System Call Tracing / Fault Injection
strace can be used to track the system calls that are performed and provide the number of calls / time spent in each system call. This can be done by prepending strace -c
to a clamscan
command. Results will look something like this:
% time seconds usecs/call calls errors syscall
------ ----------- ----------- --------- --------- ----------------
95.04 0.831430 13 62518 read
3.22 0.028172 14 2053 munmap
0.69 0.006005 3 2102 mmap
0.28 0.002420 7 344 pread64
0.16 0.001415 5 305 1 openat
0.13 0.001108 3 405 write
0.11 0.000932 23 40 mprotect
0.07 0.000632 2 310 close
0.07 0.000583 9 67 30 access
0.05 0.000395 1 444 lseek
0.04 0.000344 2 162 fstat
0.04 0.000338 1 253 brk
0.03 0.000262 1 422 fcntl
0.02 0.000218 16 14 futex
0.01 0.000119 1 212 getpid
0.01 0.000086 14 6 getdents
0.00 0.000043 7 6 dup
0.00 0.000040 1 31 unlink
0.00 0.000038 19 2 rt_sigaction
0.00 0.000037 19 2 rt_sigprocmask
0.00 0.000029 1 37 stat
0.00 0.000022 11 2 prlimit64
0.00 0.000021 21 1 sysinfo
0.00 0.000020 1 33 clock_gettime
0.00 0.000019 19 1 arch_prctl
0.00 0.000018 18 1 set_tid_address
0.00 0.000018 18 1 set_robust_list
0.00 0.000013 0 60 lstat
0.00 0.000011 0 65 madvise
0.00 0.000002 0 68 geteuid
0.00 0.000000 0 1 execve
0.00 0.000000 0 1 uname
0.00 0.000000 0 1 getcwd
------ ----------- ----------- --------- --------- ----------------
100.00 0.874790 69970 31 total
strace
can also be used for cool things like system call fault injection. For instance, let's say you are curious whether the read
bytecode API call is implemented in such a way that the underlying read
system call could handle EINTR
being returned (which can happen periodically). To test this, write the following bytecode rule:
VIRUSNAME_PREFIX("BC.Heuristic.Test.Read.Passed")
VIRUSNAMES("")
TARGET(0)
SIGNATURES_DECL_BEGIN
DECLARE_SIGNATURE(zeroes)
SIGNATURES_DECL_END
SIGNATURES_DEF_BEGIN
DEFINE_SIGNATURE(zeroes, "0:0000")
SIGNATURES_DEF_END
bool logical_trigger()
{
return matches(Signatures.zeroes);
}
#define READ_S(value, size) if (read(value, size) != size) return 0;
int entrypoint(void)
{
char buffer[65536];
int i;
for (i = 0; i < 256; i++)
{
debug(i);
debug("\n");
READ_S(buffer, sizeof(buffer));
}
foundVirus("");
return 0;
}
Compiled the rule, and make a test file to match against it.

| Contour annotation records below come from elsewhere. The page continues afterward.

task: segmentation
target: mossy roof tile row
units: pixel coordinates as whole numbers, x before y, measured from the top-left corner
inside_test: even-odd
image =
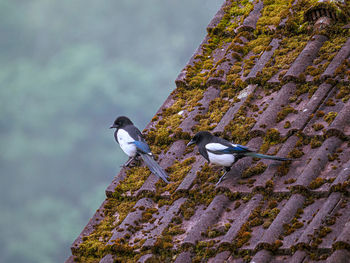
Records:
[[[350,32],[321,4],[225,1],[144,131],[172,183],[122,169],[67,262],[348,262]],[[186,148],[200,130],[294,160],[243,158],[216,186]]]

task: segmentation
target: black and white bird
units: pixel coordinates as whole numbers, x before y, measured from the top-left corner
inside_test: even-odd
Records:
[[[277,161],[291,160],[289,158],[256,153],[246,146],[230,143],[229,141],[216,137],[207,131],[198,132],[187,144],[187,146],[192,144],[196,144],[198,146],[199,153],[209,163],[224,167],[225,173],[220,177],[216,185],[218,185],[225,175],[231,170],[231,166],[243,157],[250,156]]]
[[[118,117],[110,128],[116,129],[114,138],[123,152],[129,156],[129,160],[123,166],[128,166],[132,160],[140,156],[153,174],[169,183],[168,175],[153,159],[151,149],[142,137],[140,130],[134,126],[128,117]]]

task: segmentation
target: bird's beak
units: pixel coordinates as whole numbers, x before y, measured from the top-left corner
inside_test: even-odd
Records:
[[[187,144],[187,147],[192,145],[192,144],[195,144],[195,142],[193,140],[191,140],[188,144]]]

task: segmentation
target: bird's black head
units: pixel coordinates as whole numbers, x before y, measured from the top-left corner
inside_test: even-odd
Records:
[[[110,129],[113,129],[113,128],[119,129],[119,128],[125,127],[126,125],[133,125],[133,123],[128,117],[119,116],[118,118],[115,119]]]
[[[213,135],[211,135],[210,132],[207,132],[207,131],[198,132],[196,133],[195,136],[193,136],[192,140],[187,144],[187,146],[190,146],[192,144],[198,145],[201,142],[209,141],[212,137]]]

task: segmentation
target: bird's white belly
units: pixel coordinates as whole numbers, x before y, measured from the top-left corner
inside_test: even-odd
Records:
[[[135,140],[122,129],[118,130],[117,137],[120,148],[122,148],[123,152],[129,157],[134,157],[136,155],[136,145],[131,142],[134,142]]]
[[[208,157],[211,163],[226,167],[231,166],[235,161],[233,154],[214,154],[208,152]]]

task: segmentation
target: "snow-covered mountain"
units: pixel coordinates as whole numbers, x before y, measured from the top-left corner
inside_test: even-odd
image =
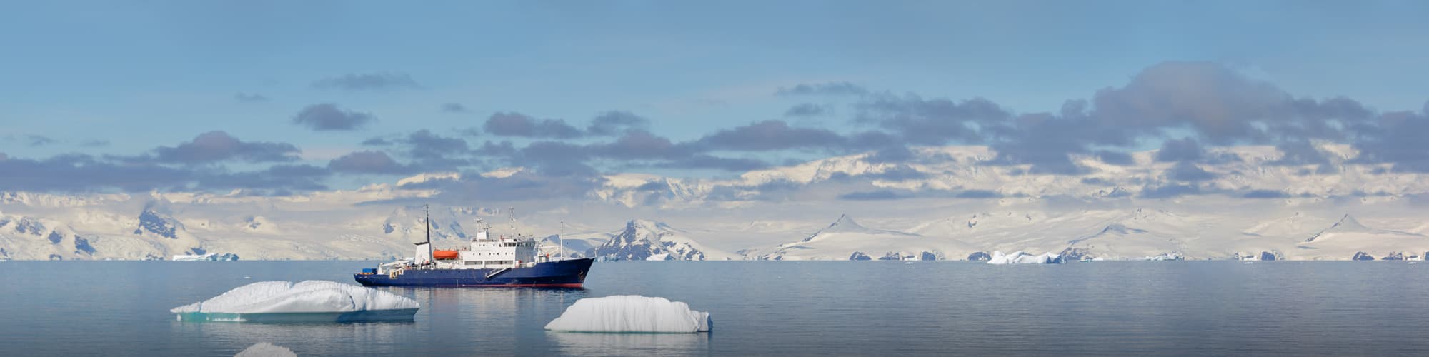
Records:
[[[1189,178],[1177,173],[1190,170],[1187,164],[1157,161],[1155,150],[1120,164],[1079,156],[1082,171],[1046,174],[989,164],[996,151],[970,146],[919,147],[900,161],[839,156],[723,178],[610,173],[593,180],[584,198],[499,203],[522,207],[520,220],[506,208],[432,201],[432,236],[439,247],[459,244],[482,218],[499,234],[544,237],[563,231],[557,223],[566,221],[587,231],[567,234],[572,256],[603,248],[612,257],[682,260],[965,260],[999,250],[1112,260],[1349,260],[1360,251],[1429,251],[1426,210],[1418,198],[1429,194],[1423,174],[1349,160],[1355,153],[1345,146],[1316,149],[1325,156],[1320,164],[1285,163],[1275,147],[1208,147]],[[524,169],[480,177],[516,173]],[[392,258],[424,240],[419,204],[442,197],[439,188],[410,187],[459,178],[427,173],[359,190],[273,197],[242,190],[6,191],[0,258]],[[880,228],[863,227],[853,216]],[[616,224],[626,228],[603,233]],[[725,253],[736,250],[740,254]]]
[[[592,257],[610,260],[732,260],[737,256],[694,241],[687,231],[650,220],[632,220],[624,230],[590,250]]]
[[[946,260],[972,251],[972,246],[955,238],[869,228],[842,214],[803,240],[749,250],[746,256],[759,260]]]

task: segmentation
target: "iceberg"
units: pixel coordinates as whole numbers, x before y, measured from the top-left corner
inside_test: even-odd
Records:
[[[546,324],[552,331],[579,333],[703,333],[709,313],[690,310],[663,297],[607,296],[577,300]]]
[[[169,310],[180,321],[392,321],[422,306],[393,293],[324,280],[262,281]]]
[[[177,254],[173,261],[239,261],[239,254],[233,253],[209,253],[209,254]]]
[[[272,343],[256,343],[233,357],[297,357],[293,350]]]
[[[1033,256],[1023,251],[1002,254],[1002,251],[993,251],[992,258],[987,260],[987,264],[1062,264],[1062,256],[1052,253],[1042,253],[1042,256]]]

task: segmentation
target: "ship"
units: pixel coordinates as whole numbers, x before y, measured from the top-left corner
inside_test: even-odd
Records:
[[[427,221],[430,208],[424,208]],[[363,268],[353,274],[362,286],[394,287],[582,287],[592,258],[564,258],[567,254],[540,254],[540,246],[527,237],[492,237],[490,227],[477,220],[480,231],[469,247],[432,248],[432,224],[427,240],[416,243],[412,258]],[[560,246],[560,244],[557,244]],[[562,251],[564,247],[560,247]]]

Then run it under strace
to determine what underlying read system call is being used for the bytecode read
function:
clambc-compiler read_test.bc
dd if=/dev/zero of=/tmp/zeroes bs=65535 count=256
strace clamscan -d read_test.cbc --bytecode-unsigned /tmp/zeroes
It uses pread64
under the hood, so the following command could be used for fault injection:
strace -e fault=pread64:error=EINTR:when=20+10 clamscan -d read_test.cbc --bytecode-unsigned /tmp/zeroes
This command tells strace
to skip the first 20 pread64
calls (these appear to be used by the loader, which didn't seem to handle EINTR
correctly) but to inject EINTR
for every 10th call afterward. We can see the injection in action and that the system call is retried successfully:
pread64(3, "\0\0\0\0\0\0\0\0\0\0\0\0\0\0\0"..., 65536, 15007744) = 65536
pread64(3, "\0\0\0\0\0\0\0\0\0\0\0\0\0\0\0"..., 65536, 15073280) = 65536
pread64(3, "\0\0\0\0\0\0\0\0\0\0\0\0\0\0\0"..., 65536, 15138816) = 65536
pread64(3, "\0\0\0\0\0\0\0\0\0\0\0\0\0\0\0"..., 65536, 15204352) = 65536
pread64(3, "\0\0\0\0\0\0\0\0\0\0\0\0\0\0\0"..., 65536, 15269888) = 65536
pread64(3, "\0\0\0\0\0\0\0\0\0\0\0\0\0\0\0"..., 65536, 15335424) = 65536
pread64(3, "\0\0\0\0\0\0\0\0\0\0\0\0\0\0\0"..., 65536, 15400960) = 65536
pread64(3, "\0\0\0\0\0\0\0\0\0\0\0\0\0\0\0"..., 65536, 15466496) = 65536
pread64(3, "\0\0\0\0\0\0\0\0\0\0\0\0\0\0\0"..., 65536, 15532032) = 65536
pread64(3, 0x7f6a7ff43000, 65536, 15597568) = -1 EINTR (Interrupted system call) (INJECTED)
pread64(3, "\0\0\0\0\0\0\0\0\0\0\0\0\0\0\0"..., 65536, 15597568) = 65536
More documentation on using strace
to perform system call fault injection, see this presentation from FOSDEM 2017.